Recent comments in /f/deeplearning

GPUaccelerated OP t1_iu4tflp wrote

This makes sense. Scaling horizontally is usually the case. Thank you for commenting!

But I would argue that hardware for inference is actually bought more than one would assume. I have many clients who purchase mini-workstations to put in settings where data processing and inference jobs are done in the same premise. To limit latency and data travel.

1

sabeansauce OP t1_iu45f4w wrote

for training. Essentially I have to choose between one powerful gpu or multiple average ones. But I know that the average ones on their own don't have enough space (because i have one) for the task at hand. I prefer the one gpu but company is asking if a multi-gpu setup of lesser capabilities will also work if used together.

3

hp2304 t1_iu3ixav wrote

Inference: If real time is a requirement then it's necessary to buy high end GPUs to reduce latency other than that it's not worth it.

Training: This loosely depends on how often is a model reiterated in production. Suppose if that period is one year (seems reasonable to me), which means new model will be trained on new data gathered over this duration plus old data. Doing this fast won't make a difference. I would rather use slow GPU even if take days or few weeks. It's not worth it.

A problem to DL models in general is they are only growing in terms of number of parameters. Requiring more VRAM to fit them in single GPU. Huge thanks to model parallelism techniques and ZERO which handles this issue. Otherwise one would have to buy new hardware to train large models. I don't like where AI research is headed. Increasing parameters is not an efficient solution, we need new direction to effectively and practically solve general intelligence. On top of that, models not detecting or misdetecting objects in self driving cars despite huge training datasets is a serious red flag showing we are still far from solving AGI.

3

ShadowStormDrift t1_iu3fkqs wrote

I code up a semantic search engine. I was able to get it down to 3 seconds for one search.
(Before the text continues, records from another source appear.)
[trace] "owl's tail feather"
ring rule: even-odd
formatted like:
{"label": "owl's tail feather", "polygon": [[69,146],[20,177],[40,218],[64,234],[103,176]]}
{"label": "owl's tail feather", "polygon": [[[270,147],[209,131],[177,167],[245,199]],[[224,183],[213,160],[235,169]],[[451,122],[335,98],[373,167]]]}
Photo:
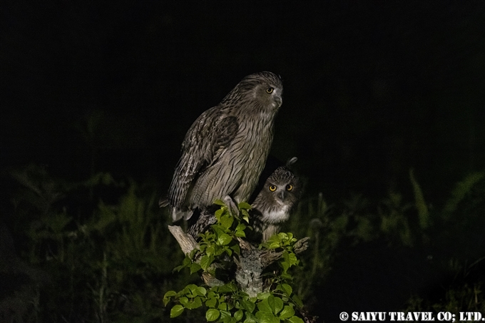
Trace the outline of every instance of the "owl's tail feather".
{"label": "owl's tail feather", "polygon": [[165,207],[165,206],[168,206],[168,199],[164,196],[162,196],[160,198],[160,200],[158,200],[158,206],[160,207]]}

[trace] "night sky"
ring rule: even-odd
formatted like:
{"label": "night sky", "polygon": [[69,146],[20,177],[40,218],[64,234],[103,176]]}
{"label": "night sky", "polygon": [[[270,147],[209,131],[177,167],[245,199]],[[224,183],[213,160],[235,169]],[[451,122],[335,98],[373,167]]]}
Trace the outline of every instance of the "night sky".
{"label": "night sky", "polygon": [[34,162],[82,178],[94,147],[93,170],[155,176],[163,190],[192,122],[260,71],[285,84],[272,154],[299,158],[309,192],[380,195],[408,185],[410,168],[446,191],[484,165],[481,1],[14,2],[1,12],[2,169]]}
{"label": "night sky", "polygon": [[285,86],[272,155],[298,158],[307,198],[412,199],[414,168],[440,205],[485,168],[484,1],[3,1],[1,12],[2,176],[36,163],[161,194],[191,123],[261,71]]}

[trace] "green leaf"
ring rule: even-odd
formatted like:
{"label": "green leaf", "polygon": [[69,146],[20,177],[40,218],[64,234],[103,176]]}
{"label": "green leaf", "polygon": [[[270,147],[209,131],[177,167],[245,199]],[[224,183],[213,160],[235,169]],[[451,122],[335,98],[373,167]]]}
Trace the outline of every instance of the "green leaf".
{"label": "green leaf", "polygon": [[231,241],[233,241],[233,238],[230,237],[230,235],[228,235],[227,233],[224,233],[223,235],[219,236],[217,243],[219,245],[229,245]]}
{"label": "green leaf", "polygon": [[202,286],[199,286],[197,287],[197,292],[196,294],[199,296],[205,296],[207,294],[207,289]]}
{"label": "green leaf", "polygon": [[300,297],[298,297],[298,296],[294,294],[291,299],[293,300],[293,302],[295,302],[295,304],[296,304],[298,307],[303,307],[303,302],[300,299]]}
{"label": "green leaf", "polygon": [[257,321],[256,320],[256,317],[255,317],[252,314],[250,314],[248,317],[246,317],[246,319],[244,320],[243,323],[257,323]]}
{"label": "green leaf", "polygon": [[215,307],[218,304],[218,299],[215,297],[210,298],[205,302],[205,306],[208,307]]}
{"label": "green leaf", "polygon": [[266,299],[267,297],[270,297],[271,294],[269,292],[265,292],[262,293],[259,293],[257,294],[257,299]]}
{"label": "green leaf", "polygon": [[[268,299],[268,302],[270,299]],[[283,300],[280,297],[275,297],[275,309],[274,313],[278,314],[281,310],[283,309]]]}
{"label": "green leaf", "polygon": [[298,317],[292,317],[288,319],[291,323],[305,323],[302,319]]}
{"label": "green leaf", "polygon": [[200,265],[196,262],[193,263],[190,265],[190,274],[193,274],[194,272],[197,272],[199,270],[200,270]]}
{"label": "green leaf", "polygon": [[170,298],[177,295],[177,292],[173,290],[169,290],[165,295],[163,295],[163,305],[167,306],[167,304],[170,301]]}
{"label": "green leaf", "polygon": [[186,307],[187,304],[188,304],[188,298],[184,296],[183,297],[180,297],[178,299],[178,302],[180,302],[182,305]]}
{"label": "green leaf", "polygon": [[225,302],[220,303],[219,304],[219,306],[218,307],[218,308],[219,309],[220,309],[221,311],[227,311],[228,310],[228,303],[225,303]]}
{"label": "green leaf", "polygon": [[219,206],[225,206],[225,203],[224,202],[223,202],[222,200],[218,200],[218,199],[215,200],[214,201],[214,204],[215,204],[216,205],[219,205]]}
{"label": "green leaf", "polygon": [[270,312],[258,312],[256,317],[260,319],[260,323],[280,323],[280,319]]}
{"label": "green leaf", "polygon": [[288,319],[295,315],[295,309],[291,306],[286,305],[280,314],[280,319]]}
{"label": "green leaf", "polygon": [[234,313],[234,318],[236,319],[236,321],[240,321],[242,319],[242,310],[240,309]]}
{"label": "green leaf", "polygon": [[220,319],[224,323],[229,323],[233,320],[230,312],[228,311],[220,311]]}
{"label": "green leaf", "polygon": [[259,303],[257,303],[257,309],[259,309],[259,311],[260,312],[267,312],[267,313],[272,313],[273,312],[273,310],[271,308],[271,306],[270,306],[270,304],[267,302],[267,299],[263,299],[262,301],[260,302]]}
{"label": "green leaf", "polygon": [[249,312],[250,313],[252,313],[252,312],[256,308],[256,304],[255,303],[246,299],[241,299],[241,306],[244,309],[245,309],[247,312]]}
{"label": "green leaf", "polygon": [[183,309],[184,308],[182,305],[175,305],[170,311],[170,318],[177,317],[183,312]]}
{"label": "green leaf", "polygon": [[241,249],[239,247],[239,245],[234,245],[230,246],[230,248],[234,250],[237,255],[241,254]]}
{"label": "green leaf", "polygon": [[229,229],[231,225],[233,225],[233,223],[234,222],[234,217],[229,216],[229,215],[223,215],[220,217],[220,225],[225,227],[226,229]]}
{"label": "green leaf", "polygon": [[214,260],[213,257],[209,257],[206,255],[202,256],[200,258],[200,267],[204,270],[207,270],[207,269],[210,266],[210,264],[212,264],[212,262]]}
{"label": "green leaf", "polygon": [[240,203],[239,203],[238,205],[238,207],[240,210],[242,210],[242,209],[244,209],[244,210],[251,210],[251,205],[250,205],[249,203],[247,203],[245,202],[241,202]]}
{"label": "green leaf", "polygon": [[280,291],[283,292],[283,293],[285,293],[285,294],[287,297],[290,297],[291,295],[291,293],[293,292],[293,289],[288,284],[279,284],[276,287],[276,289],[277,290],[280,290]]}
{"label": "green leaf", "polygon": [[205,319],[207,319],[207,322],[215,321],[219,318],[220,315],[220,312],[218,309],[209,309],[205,312]]}

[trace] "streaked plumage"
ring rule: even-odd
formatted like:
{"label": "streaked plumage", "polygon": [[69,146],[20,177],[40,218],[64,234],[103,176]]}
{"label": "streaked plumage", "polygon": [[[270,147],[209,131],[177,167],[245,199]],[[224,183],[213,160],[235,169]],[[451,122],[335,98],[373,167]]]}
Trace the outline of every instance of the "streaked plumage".
{"label": "streaked plumage", "polygon": [[247,201],[264,168],[281,106],[282,83],[270,72],[251,74],[194,122],[182,143],[167,199],[174,221],[230,197]]}
{"label": "streaked plumage", "polygon": [[[302,190],[301,181],[290,169],[296,160],[296,158],[291,158],[285,165],[276,168],[271,163],[267,163],[263,171],[263,179],[266,179],[264,184],[258,185],[260,190],[251,205],[250,218],[253,231],[247,232],[249,240],[257,242],[267,240],[277,233],[281,225],[289,219],[290,212],[297,203]],[[264,175],[268,173],[269,176]],[[215,224],[216,209],[205,209],[196,220],[189,221],[188,233],[197,238],[200,233]]]}
{"label": "streaked plumage", "polygon": [[296,160],[291,158],[285,166],[276,168],[256,196],[251,205],[253,232],[250,239],[267,240],[290,218],[302,191],[301,181],[290,169]]}

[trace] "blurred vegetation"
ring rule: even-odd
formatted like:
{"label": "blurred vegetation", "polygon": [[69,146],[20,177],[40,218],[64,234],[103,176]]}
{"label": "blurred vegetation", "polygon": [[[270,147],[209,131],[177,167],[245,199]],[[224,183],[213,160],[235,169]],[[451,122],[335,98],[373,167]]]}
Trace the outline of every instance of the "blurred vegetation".
{"label": "blurred vegetation", "polygon": [[[12,214],[2,215],[2,322],[168,322],[164,293],[198,280],[172,272],[184,255],[155,188],[108,173],[69,183],[34,165],[11,177]],[[294,272],[311,314],[325,317],[320,295],[343,250],[375,242],[425,257],[431,275],[444,277],[404,290],[401,309],[485,309],[485,173],[457,183],[443,205],[427,202],[412,171],[409,179],[408,201],[389,192],[375,203],[354,195],[329,204],[320,194],[299,205],[285,229],[311,237]]]}

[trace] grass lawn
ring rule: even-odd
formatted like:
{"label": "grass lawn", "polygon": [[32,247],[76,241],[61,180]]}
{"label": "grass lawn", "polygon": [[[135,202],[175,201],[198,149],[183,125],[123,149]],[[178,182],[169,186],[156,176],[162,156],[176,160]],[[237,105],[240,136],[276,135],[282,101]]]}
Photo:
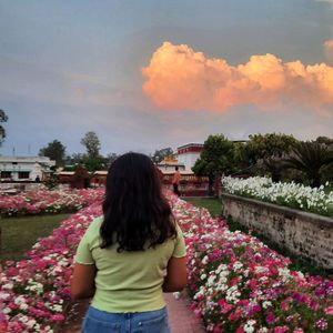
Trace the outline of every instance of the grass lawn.
{"label": "grass lawn", "polygon": [[195,206],[208,209],[213,218],[220,216],[222,214],[221,199],[215,199],[215,198],[182,198],[182,199],[192,203]]}
{"label": "grass lawn", "polygon": [[0,219],[1,260],[20,260],[39,238],[51,234],[70,214]]}

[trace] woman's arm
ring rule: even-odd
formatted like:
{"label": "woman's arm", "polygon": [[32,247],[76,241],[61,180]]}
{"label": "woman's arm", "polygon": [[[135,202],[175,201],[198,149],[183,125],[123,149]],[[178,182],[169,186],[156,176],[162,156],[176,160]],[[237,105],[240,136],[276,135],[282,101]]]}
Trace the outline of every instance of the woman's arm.
{"label": "woman's arm", "polygon": [[75,263],[72,281],[71,281],[71,297],[72,301],[88,299],[94,295],[94,278],[95,265],[83,265]]}
{"label": "woman's arm", "polygon": [[167,266],[167,275],[162,285],[164,293],[182,291],[188,283],[186,256],[171,256]]}

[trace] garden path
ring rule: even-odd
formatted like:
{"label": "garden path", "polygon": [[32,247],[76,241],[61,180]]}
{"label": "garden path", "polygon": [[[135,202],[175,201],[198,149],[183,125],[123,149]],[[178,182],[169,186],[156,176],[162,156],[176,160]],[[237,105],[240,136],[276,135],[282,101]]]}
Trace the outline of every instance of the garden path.
{"label": "garden path", "polygon": [[[164,294],[164,297],[172,333],[205,332],[201,321],[190,310],[190,300],[186,296],[182,295],[176,300],[172,294]],[[59,333],[79,333],[89,302],[89,300],[84,300],[75,303],[67,316],[64,324],[57,331]]]}

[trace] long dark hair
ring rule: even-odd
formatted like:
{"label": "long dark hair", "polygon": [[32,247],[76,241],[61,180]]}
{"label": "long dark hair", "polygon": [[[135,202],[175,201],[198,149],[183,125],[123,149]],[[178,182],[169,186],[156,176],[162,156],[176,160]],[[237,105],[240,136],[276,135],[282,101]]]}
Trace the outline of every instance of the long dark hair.
{"label": "long dark hair", "polygon": [[118,242],[118,252],[140,251],[176,235],[158,170],[147,155],[140,153],[125,153],[111,164],[103,214],[102,249]]}

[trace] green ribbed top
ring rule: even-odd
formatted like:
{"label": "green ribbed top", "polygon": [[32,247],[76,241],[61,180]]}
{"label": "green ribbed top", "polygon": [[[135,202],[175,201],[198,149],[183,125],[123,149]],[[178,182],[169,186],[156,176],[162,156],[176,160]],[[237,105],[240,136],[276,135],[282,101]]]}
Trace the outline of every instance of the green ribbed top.
{"label": "green ribbed top", "polygon": [[163,274],[171,256],[186,255],[182,232],[176,225],[176,239],[170,239],[155,249],[117,252],[118,243],[101,249],[97,218],[83,235],[74,260],[97,266],[95,294],[91,305],[107,312],[144,312],[165,306],[162,293]]}

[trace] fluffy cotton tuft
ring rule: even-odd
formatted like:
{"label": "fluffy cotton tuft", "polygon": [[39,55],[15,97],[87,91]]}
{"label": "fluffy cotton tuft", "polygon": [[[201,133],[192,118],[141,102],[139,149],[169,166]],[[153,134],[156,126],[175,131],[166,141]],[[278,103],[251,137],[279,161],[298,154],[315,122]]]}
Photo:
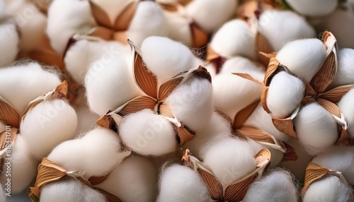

That's blazingly fast by my standard (used to take 45 minutes) that still haunts my dreams. If 10 people use the site simultaneously that's 30 seconds before number 10 gets his results back. Which is unacceptable.

So yes. I do care if I can get that done quicker.

3

sckuzzle t1_iu2aa7o wrote

We use models to control things in real-time. We need to be able to predict what is going to happen in 5 or 15 minutes and proactively take actions NOW. If it takes 5 minutes to predict what is going to happen 5 minutes in the future, the model is useless.

So yes. We care about speed. The faster it runs the more we can include in the model (making it more accurate).

13